The heptarepeats of the C-terminal domain of Pol II are extensively modified throughout the transcription cycle. The CTD coordinates RNA synthesis and processing by recruiting transcription regulation factors as well as RNA capping, splicing and 3'end processing factors. The SPOC domain of PHF3 was recently identified as a new CTD reader domain specifically binding to phosphorylated Serine-2 residues in adjacent CTD repeats. Here, we establish the SPOC domains of the human proteins DIDO, SHARP and RBM15 as phosphoserine binding modules that can act as CTD readers but also recognize other phosphorylated binding partners. We report the crystal structure of SHARP (SPEN) SPOC-CTD and identify the molecular determinants for its specific binding to phosphorylated Serine-5. PHF3 and DIDO SPOC domains preferentially interact with the Pol II elongation complex, while RBM15 and SHARP SPOC domains engage with the m6A writer and reader proteins. Our findings establish the SPOC domain as a major interface between the transcription machinery and regulators of transcription and co-transcriptional processes. Here we include ChIP seq data from SHARP and PHF3 with and without the SPOC domain.

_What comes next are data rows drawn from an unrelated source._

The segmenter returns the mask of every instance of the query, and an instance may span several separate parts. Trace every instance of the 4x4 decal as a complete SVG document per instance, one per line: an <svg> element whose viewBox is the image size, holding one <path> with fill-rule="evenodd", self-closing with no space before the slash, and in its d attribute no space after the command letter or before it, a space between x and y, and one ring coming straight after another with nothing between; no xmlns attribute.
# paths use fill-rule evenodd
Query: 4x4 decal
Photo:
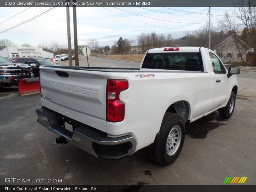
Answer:
<svg viewBox="0 0 256 192"><path fill-rule="evenodd" d="M140 78L143 78L144 77L154 77L156 76L155 74L148 74L148 75L143 75L143 74L139 74L135 76L135 77L140 77Z"/></svg>

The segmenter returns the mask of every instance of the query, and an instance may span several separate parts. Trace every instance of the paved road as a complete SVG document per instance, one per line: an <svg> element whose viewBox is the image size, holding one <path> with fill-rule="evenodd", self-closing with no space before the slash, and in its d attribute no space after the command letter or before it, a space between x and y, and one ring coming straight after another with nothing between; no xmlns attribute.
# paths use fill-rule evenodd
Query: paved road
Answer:
<svg viewBox="0 0 256 192"><path fill-rule="evenodd" d="M87 67L87 57L83 55L79 55L79 66ZM92 57L88 57L89 67L113 68L139 68L140 63L122 60L107 59L103 58ZM73 61L74 64L74 61Z"/></svg>
<svg viewBox="0 0 256 192"><path fill-rule="evenodd" d="M241 71L237 76L238 98L256 101L256 73Z"/></svg>
<svg viewBox="0 0 256 192"><path fill-rule="evenodd" d="M11 177L62 179L64 185L221 185L226 177L244 176L246 184L256 184L255 102L237 100L228 120L213 113L192 123L178 159L163 167L145 150L108 161L70 143L55 144L55 135L36 122L40 99L0 100L0 185L19 184L5 183Z"/></svg>

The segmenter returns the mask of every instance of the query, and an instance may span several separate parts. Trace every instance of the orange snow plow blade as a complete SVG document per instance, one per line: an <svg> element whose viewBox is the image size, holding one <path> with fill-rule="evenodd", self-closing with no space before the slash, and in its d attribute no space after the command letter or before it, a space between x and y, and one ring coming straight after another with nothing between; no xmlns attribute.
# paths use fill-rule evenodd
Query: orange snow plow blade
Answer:
<svg viewBox="0 0 256 192"><path fill-rule="evenodd" d="M39 78L22 79L18 84L18 92L21 96L40 92Z"/></svg>

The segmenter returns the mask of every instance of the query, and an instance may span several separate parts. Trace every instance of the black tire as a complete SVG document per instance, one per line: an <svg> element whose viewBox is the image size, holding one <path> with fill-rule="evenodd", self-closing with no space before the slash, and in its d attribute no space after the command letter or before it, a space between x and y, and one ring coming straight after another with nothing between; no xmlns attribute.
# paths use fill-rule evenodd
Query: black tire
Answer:
<svg viewBox="0 0 256 192"><path fill-rule="evenodd" d="M220 112L220 116L223 118L230 118L233 114L236 104L236 94L234 92L231 92L229 99L227 105L220 108L218 110Z"/></svg>
<svg viewBox="0 0 256 192"><path fill-rule="evenodd" d="M179 129L179 127L180 128L180 130L178 131L178 129ZM173 132L173 135L174 136L171 137L172 139L169 139L169 144L170 143L172 143L171 141L172 139L174 140L173 142L177 142L179 140L180 142L179 143L178 142L177 146L174 146L173 148L175 150L173 151L173 154L171 154L169 149L170 150L173 149L171 148L172 146L169 146L167 144L168 136L169 134L171 134L171 131L175 130L175 129L177 128L177 131ZM169 165L174 162L180 155L182 149L185 139L185 124L180 116L175 113L166 112L162 122L159 136L153 144L152 149L155 151L152 151L151 157L152 160L163 165ZM174 144L174 143L172 144ZM170 155L168 154L167 151Z"/></svg>

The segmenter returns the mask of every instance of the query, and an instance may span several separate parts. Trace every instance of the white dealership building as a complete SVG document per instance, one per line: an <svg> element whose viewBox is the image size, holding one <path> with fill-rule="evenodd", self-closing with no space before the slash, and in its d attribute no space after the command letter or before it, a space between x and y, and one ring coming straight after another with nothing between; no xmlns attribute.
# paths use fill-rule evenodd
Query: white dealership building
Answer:
<svg viewBox="0 0 256 192"><path fill-rule="evenodd" d="M13 57L53 57L53 53L44 51L42 47L7 46L0 51L0 56L9 58Z"/></svg>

RNA聚合酶II（Pol II）C端结构域的七联重复序列在整个转录周期中会发生广泛修饰。该C端结构域通过招募转录调控因子以及RNA加帽、剪接与3'端加工因子，协同调控RNA的合成与加工过程。近期研究发现，PHF3蛋白的SPOC结构域（SPOC domain）是一类新型的CTD识别结构域，可特异性结合相邻CTD重复序列中的磷酸化丝氨酸-2残基。本研究证实，人类蛋白DIDO、SHARP及RBM15的SPOC结构域均为磷酸丝氨酸结合模块，不仅可作为CTD识别结构域，还能识别其他磷酸化结合伴侣。我们解析了SHARP（SPEN）SPOC结构域与CTD的晶体结构，并明确了其特异性结合磷酸化丝氨酸-5残基的分子决定因素。PHF3与DIDO的SPOC结构域优先与Pol II延伸复合物相互作用，而RBM15与SHARP的SPOC结构域则可与m6A写入酶及识别蛋白结合。本研究的发现确立了SPOC结构域作为转录机器与转录及共转录过程调控因子之间的关键互作界面。本数据集包含了带有或缺失SPOC结构域时，SHARP与PHF3的染色质免疫沉淀测序（ChIP-seq）数据。